Acute increases in ENaC following EGF treatment in type 2 cells. A: representative cell-attached patch-clamp recording of type 2 cell accessed in situ. EGF was added to bath media (as indicated near # in continuous patch), which led to immediate increases in channel activity. B: enlarged portions of continuous trace to show detail of channels under control and EGF treatment; representative channel shown has a 10-pS conductance. C: in type 2 cells, ENaC NP_o values significantly increased from 0.48 ± 0.21 to 0.91 ± 0.28 (P < 0.05; n = 10) following EGF stimulation.
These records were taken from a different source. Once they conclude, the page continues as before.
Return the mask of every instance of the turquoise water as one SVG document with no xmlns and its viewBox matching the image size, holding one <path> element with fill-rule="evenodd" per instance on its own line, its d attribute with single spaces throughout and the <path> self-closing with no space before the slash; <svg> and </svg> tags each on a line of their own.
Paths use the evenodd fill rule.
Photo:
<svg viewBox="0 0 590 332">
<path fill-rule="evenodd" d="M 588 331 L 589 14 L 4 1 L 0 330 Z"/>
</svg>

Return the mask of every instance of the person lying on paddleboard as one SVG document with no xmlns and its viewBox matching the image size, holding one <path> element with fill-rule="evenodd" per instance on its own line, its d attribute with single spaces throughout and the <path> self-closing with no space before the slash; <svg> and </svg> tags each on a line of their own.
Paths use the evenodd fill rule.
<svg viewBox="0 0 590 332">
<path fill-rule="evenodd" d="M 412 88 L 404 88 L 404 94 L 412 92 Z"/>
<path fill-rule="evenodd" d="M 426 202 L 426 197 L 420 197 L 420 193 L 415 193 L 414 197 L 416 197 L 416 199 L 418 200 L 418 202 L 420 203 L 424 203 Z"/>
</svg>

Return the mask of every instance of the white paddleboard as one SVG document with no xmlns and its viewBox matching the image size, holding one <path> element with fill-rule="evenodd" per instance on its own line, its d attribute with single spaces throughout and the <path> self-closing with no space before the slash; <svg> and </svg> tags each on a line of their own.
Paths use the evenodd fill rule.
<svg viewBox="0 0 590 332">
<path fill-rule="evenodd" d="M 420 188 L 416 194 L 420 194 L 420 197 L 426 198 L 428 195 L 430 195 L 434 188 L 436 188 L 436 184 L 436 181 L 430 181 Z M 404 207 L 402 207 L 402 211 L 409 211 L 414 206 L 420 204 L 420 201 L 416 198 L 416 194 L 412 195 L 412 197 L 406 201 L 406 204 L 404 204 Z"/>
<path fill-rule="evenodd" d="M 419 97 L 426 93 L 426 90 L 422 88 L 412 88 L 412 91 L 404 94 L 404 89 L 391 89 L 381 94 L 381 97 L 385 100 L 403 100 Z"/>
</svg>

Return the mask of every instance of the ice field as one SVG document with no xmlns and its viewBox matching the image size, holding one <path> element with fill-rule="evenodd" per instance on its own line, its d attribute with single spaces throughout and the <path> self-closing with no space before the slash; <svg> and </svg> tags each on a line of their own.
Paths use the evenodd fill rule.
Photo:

D: EGF significantly altered the P_o of type 2 cells examined and had no effect on the number of active channels in the cell membrane (E).

Fig. 12.

Sequestering O₂⁻ abrogates EGF-induced changes in ENaC activity. In continuous patch-clamp recordings, type 1 (A) and type 2 cells (B) were treated with 10 ng/ml EGF after 250 μM 2,2,6,6-tetramethylpiperidine-N-oxyl (TEMPO) treatment. Sequestering O₂⁻ in type 1 cells significantly decreased ENaC activity [from 0.40 ± 0.18 to 0.06 ± 0.05 (in the presence of EGF); P = 0.03; n = 3] and also prevented EGF-induced increases. TEMPO-treated type 2 cells did not respond significantly to EGF treatment in 10 independent observations.